AI And The Law: Navigating Legal Challenges In AI Development
Navigating Legal Challenges In AI
AI has been a buzzword in the tech industry and beyond in recent times, and many breakthroughs have been linked to it or involve it. However, as more breakthroughs in AI come to the fore, the legal side of things is also beginning to gain more attention. This article provides an in-depth exploration of the relationship between AI developments and the law, with a targeted focus on the intersection of AI and legal challenges.
Legal Framework For AI
There is no questioning the fact that AI is the next big thing for technology and human existence as a whole. However, it should be said that, just like every piece of groundbreaking technology, AI tech has to be properly regulated to prevent it from doing more harm than good.

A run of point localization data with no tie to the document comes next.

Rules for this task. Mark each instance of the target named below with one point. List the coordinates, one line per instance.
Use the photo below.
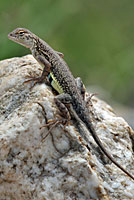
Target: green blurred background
(96, 37)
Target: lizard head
(23, 37)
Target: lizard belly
(54, 83)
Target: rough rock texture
(58, 167)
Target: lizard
(57, 74)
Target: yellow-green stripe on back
(55, 84)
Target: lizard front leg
(45, 73)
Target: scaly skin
(57, 73)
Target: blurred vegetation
(96, 37)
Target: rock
(59, 167)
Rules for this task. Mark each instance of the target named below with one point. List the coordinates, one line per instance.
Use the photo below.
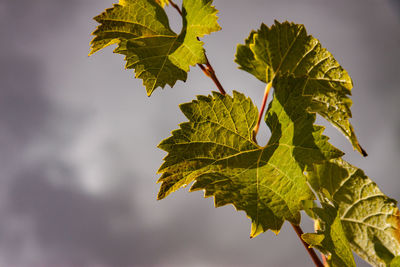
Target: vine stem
(210, 72)
(260, 114)
(310, 251)
(206, 68)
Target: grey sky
(79, 135)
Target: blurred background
(78, 135)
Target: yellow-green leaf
(215, 148)
(331, 240)
(286, 48)
(368, 216)
(158, 55)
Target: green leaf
(368, 216)
(395, 262)
(216, 150)
(331, 240)
(162, 2)
(286, 48)
(141, 30)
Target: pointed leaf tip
(286, 48)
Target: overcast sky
(78, 135)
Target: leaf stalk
(310, 251)
(207, 69)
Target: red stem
(261, 113)
(310, 251)
(207, 69)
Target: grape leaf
(216, 150)
(395, 262)
(162, 2)
(331, 240)
(141, 30)
(286, 48)
(368, 216)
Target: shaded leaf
(286, 48)
(216, 150)
(367, 215)
(162, 2)
(141, 30)
(395, 262)
(331, 240)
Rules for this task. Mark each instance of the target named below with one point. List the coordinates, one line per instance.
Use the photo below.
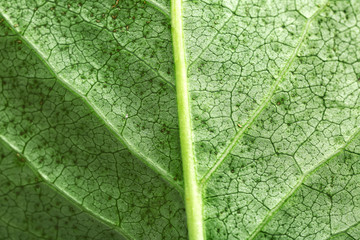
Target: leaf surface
(88, 103)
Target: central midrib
(193, 197)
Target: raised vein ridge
(193, 198)
(135, 151)
(265, 101)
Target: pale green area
(89, 133)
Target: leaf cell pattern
(89, 128)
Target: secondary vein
(264, 103)
(300, 182)
(6, 143)
(97, 112)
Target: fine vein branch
(96, 110)
(193, 198)
(265, 101)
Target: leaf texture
(89, 134)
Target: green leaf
(182, 119)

In recognition of this, governments all over the world have begun to take AI regulation very seriously. Let’s take a closer look at the current situation of AI and legal systems in different areas.
What Are The Areas In Which AI Can Face Legal Issues?
Intellectual Property
Intellectual property systems are designed to safeguard human innovation and grant them exclusive control over their creations. It’s also important to mention that IP laws are primarily focused on guiding creativity. According to a particular survey, over 81.5% of AI users employ the technology for various forms of content creation. In addition to this, AI-generated creative content like photos, videos, and others is becoming more and more popular in mainstream arts and entertainment. An excellent example is AI art crafted by tools like Midjourney and DALL-E.

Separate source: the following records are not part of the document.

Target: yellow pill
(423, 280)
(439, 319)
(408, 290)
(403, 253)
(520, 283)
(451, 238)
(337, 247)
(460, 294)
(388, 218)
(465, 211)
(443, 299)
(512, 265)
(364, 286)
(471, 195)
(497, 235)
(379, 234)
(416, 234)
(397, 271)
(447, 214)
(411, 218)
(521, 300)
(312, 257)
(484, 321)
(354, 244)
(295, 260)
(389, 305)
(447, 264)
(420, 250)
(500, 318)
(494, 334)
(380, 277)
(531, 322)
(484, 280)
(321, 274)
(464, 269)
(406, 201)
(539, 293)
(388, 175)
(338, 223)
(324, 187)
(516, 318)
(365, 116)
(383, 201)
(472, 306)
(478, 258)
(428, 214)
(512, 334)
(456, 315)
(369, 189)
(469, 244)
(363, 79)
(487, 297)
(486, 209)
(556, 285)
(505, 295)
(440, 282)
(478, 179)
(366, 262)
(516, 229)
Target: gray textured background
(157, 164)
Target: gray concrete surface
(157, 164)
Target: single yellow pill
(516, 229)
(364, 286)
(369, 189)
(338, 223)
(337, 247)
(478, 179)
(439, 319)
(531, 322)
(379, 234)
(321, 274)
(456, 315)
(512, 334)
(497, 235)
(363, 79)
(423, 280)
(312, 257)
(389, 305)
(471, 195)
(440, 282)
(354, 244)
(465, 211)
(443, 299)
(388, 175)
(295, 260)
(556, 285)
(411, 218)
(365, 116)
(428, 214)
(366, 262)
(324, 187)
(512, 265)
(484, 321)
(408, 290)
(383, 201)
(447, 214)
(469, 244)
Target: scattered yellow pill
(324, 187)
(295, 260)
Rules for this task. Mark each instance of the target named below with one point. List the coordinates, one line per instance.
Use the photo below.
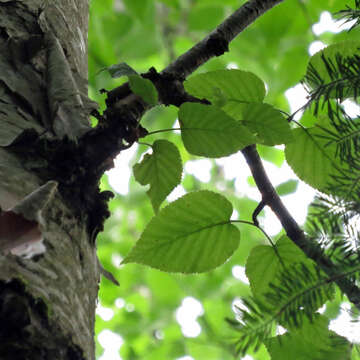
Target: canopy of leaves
(271, 54)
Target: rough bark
(49, 272)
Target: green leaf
(191, 235)
(205, 17)
(287, 187)
(263, 264)
(162, 170)
(267, 123)
(312, 158)
(144, 88)
(208, 131)
(121, 69)
(312, 341)
(138, 8)
(236, 86)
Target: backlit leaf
(312, 158)
(269, 125)
(208, 131)
(264, 264)
(162, 170)
(191, 235)
(235, 85)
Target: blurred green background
(154, 315)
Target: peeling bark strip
(48, 300)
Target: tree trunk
(49, 272)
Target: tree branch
(216, 43)
(294, 232)
(124, 109)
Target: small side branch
(293, 230)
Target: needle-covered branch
(293, 230)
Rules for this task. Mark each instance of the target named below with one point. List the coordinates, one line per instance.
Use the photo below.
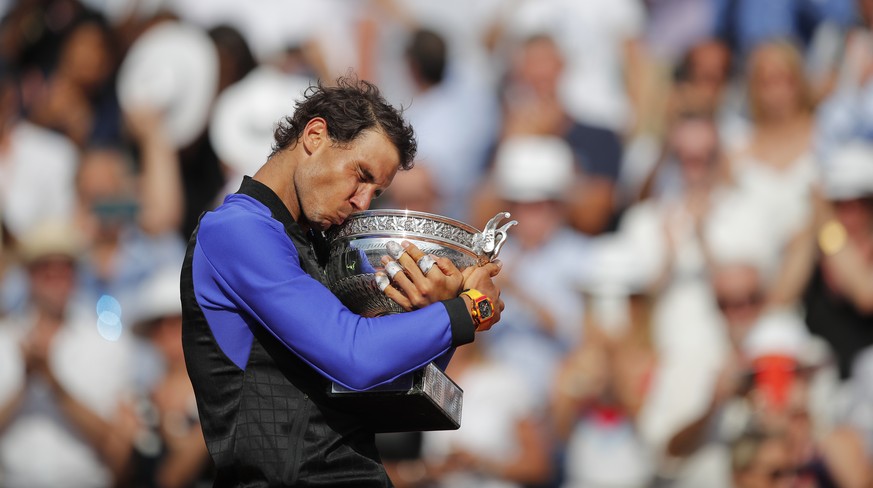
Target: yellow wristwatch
(483, 309)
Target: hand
(481, 278)
(412, 288)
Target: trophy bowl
(356, 249)
(426, 399)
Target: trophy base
(423, 400)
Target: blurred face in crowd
(739, 296)
(416, 190)
(341, 179)
(695, 144)
(709, 65)
(539, 66)
(537, 221)
(86, 58)
(857, 217)
(770, 467)
(52, 281)
(776, 83)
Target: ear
(314, 135)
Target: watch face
(485, 309)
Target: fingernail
(382, 281)
(393, 268)
(394, 249)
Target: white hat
(849, 173)
(172, 67)
(246, 114)
(50, 237)
(778, 332)
(533, 168)
(159, 296)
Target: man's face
(739, 296)
(339, 180)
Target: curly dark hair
(349, 108)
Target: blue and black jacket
(264, 337)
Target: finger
(409, 260)
(426, 263)
(393, 268)
(492, 268)
(384, 284)
(400, 277)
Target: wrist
(480, 306)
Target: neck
(278, 174)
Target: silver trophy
(426, 399)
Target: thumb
(446, 266)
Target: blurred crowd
(689, 290)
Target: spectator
(747, 24)
(762, 460)
(777, 165)
(130, 220)
(601, 43)
(454, 153)
(79, 98)
(602, 385)
(532, 175)
(62, 382)
(665, 234)
(37, 167)
(159, 439)
(839, 298)
(532, 106)
(502, 442)
(846, 113)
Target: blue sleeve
(257, 267)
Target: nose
(361, 199)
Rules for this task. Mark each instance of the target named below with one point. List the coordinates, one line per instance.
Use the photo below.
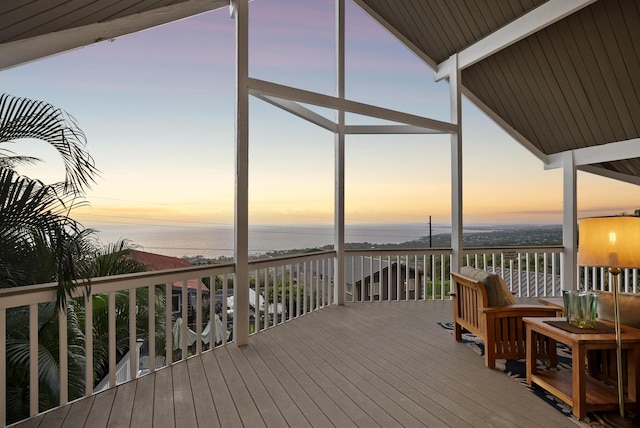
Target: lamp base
(614, 420)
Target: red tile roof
(160, 262)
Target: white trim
(24, 51)
(456, 167)
(569, 258)
(339, 161)
(620, 150)
(241, 208)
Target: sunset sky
(157, 109)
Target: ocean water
(215, 241)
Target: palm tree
(38, 241)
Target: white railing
(599, 278)
(384, 275)
(150, 307)
(284, 288)
(120, 311)
(528, 272)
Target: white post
(569, 256)
(456, 165)
(240, 11)
(339, 273)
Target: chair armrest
(522, 309)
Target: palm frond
(26, 118)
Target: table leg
(579, 395)
(633, 381)
(530, 351)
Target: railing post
(240, 9)
(339, 262)
(456, 165)
(569, 256)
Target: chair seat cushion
(497, 292)
(629, 307)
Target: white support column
(240, 11)
(569, 262)
(338, 227)
(456, 164)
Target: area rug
(516, 370)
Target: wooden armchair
(483, 305)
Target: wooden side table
(554, 302)
(576, 387)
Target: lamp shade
(609, 241)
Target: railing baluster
(199, 316)
(88, 344)
(112, 338)
(3, 366)
(133, 338)
(168, 322)
(63, 350)
(152, 328)
(33, 359)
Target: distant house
(370, 278)
(161, 262)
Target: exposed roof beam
(24, 51)
(388, 129)
(300, 111)
(539, 18)
(261, 87)
(620, 150)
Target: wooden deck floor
(364, 365)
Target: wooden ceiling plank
(446, 23)
(8, 7)
(625, 60)
(630, 11)
(420, 19)
(75, 13)
(549, 71)
(567, 76)
(414, 29)
(18, 20)
(526, 68)
(615, 72)
(600, 73)
(484, 23)
(499, 83)
(588, 103)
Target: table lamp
(612, 242)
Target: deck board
(385, 364)
(143, 402)
(202, 400)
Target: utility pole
(430, 255)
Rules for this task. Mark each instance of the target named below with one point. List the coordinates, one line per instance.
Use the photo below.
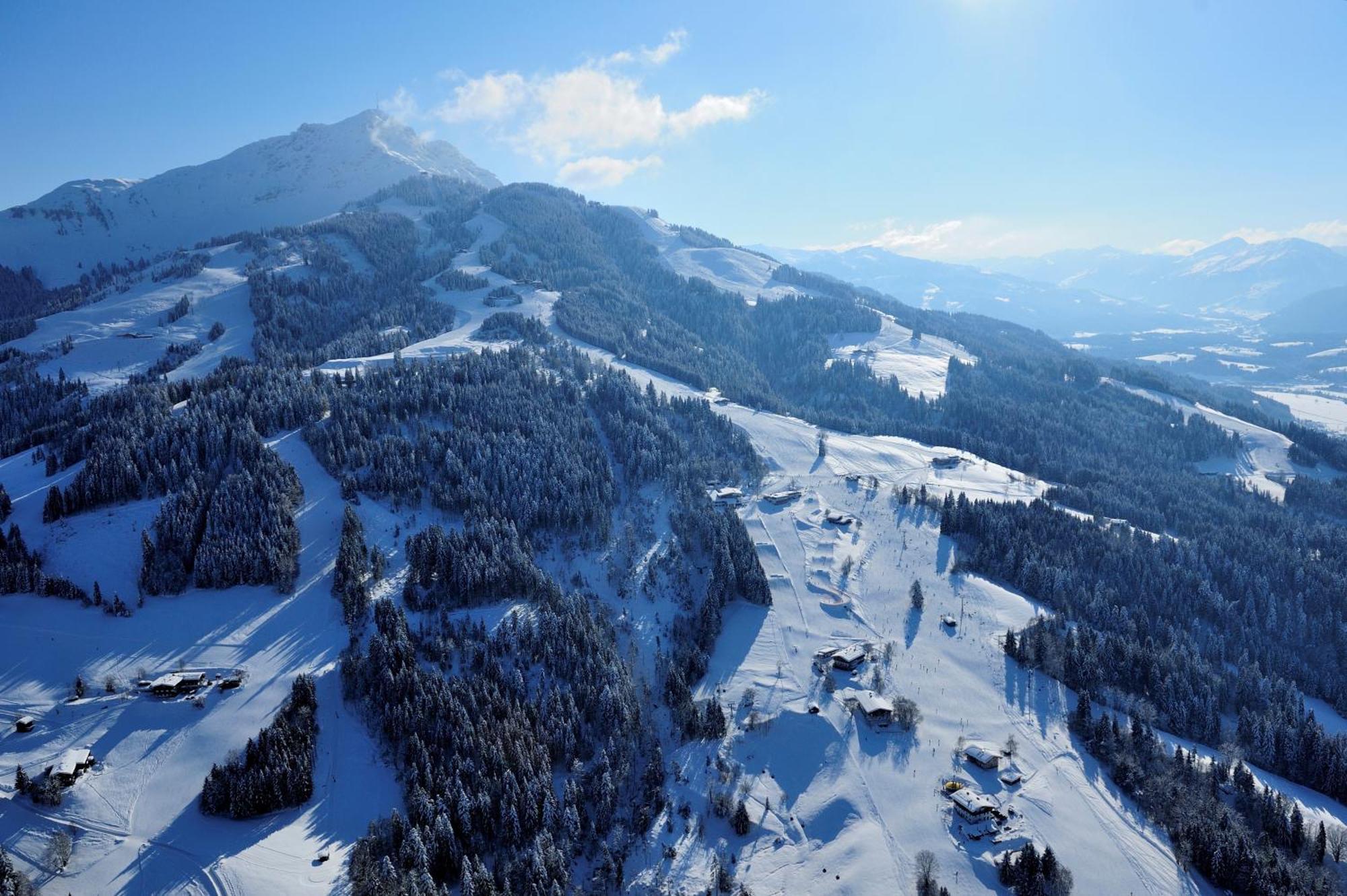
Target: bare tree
(927, 870)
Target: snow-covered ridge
(1264, 460)
(729, 268)
(278, 180)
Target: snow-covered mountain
(1319, 312)
(1232, 273)
(278, 180)
(1059, 310)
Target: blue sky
(950, 129)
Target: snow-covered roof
(972, 801)
(872, 703)
(72, 761)
(851, 653)
(981, 754)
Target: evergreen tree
(55, 508)
(740, 823)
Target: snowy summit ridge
(277, 180)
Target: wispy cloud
(956, 238)
(604, 171)
(596, 123)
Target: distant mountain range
(290, 179)
(1319, 312)
(1059, 310)
(1232, 275)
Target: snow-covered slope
(1058, 310)
(922, 365)
(127, 331)
(748, 273)
(1252, 277)
(280, 180)
(134, 816)
(1264, 460)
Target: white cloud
(1181, 246)
(604, 171)
(587, 118)
(663, 53)
(402, 105)
(492, 97)
(957, 238)
(715, 109)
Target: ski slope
(1263, 462)
(1323, 409)
(138, 828)
(126, 333)
(729, 268)
(922, 366)
(843, 808)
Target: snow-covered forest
(491, 548)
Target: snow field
(1323, 409)
(843, 808)
(922, 366)
(122, 335)
(138, 829)
(1263, 460)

Remember that IP systems have protection laws designed to benefit creators. So, this raises the question of who retains the fundamental right or control over AI-generated content. Can AI itself claim ownership rights to the content it generates, or does ownership automatically revert to the human behind the scenes?
There is another angle to this argument regarding intellectual property and AI. Generative AI tools only appear to create new things from scratch, but in reality, that’s not the case at all. These AI platforms actually generate images derived from their data pools, piecing already existing content into unique formats. This, of course, is a somewhat risky process that could lead to unintentional IP infringement, creating more legal problems. Then, there’s also the problem of protecting AI trade secrets and proprietary algorithms.
Currently, the laws guarding the intellectual property of AI-generated content are not favorable, since the law doesn’t currently recognize Artificial Intelligence as a legal entity. Because of this, no AI can claim IP rights for the creative content they generate. That said, there is currently a lot of conversation going on about AI and IP law at the World Intellectual Property Organization (WIPO).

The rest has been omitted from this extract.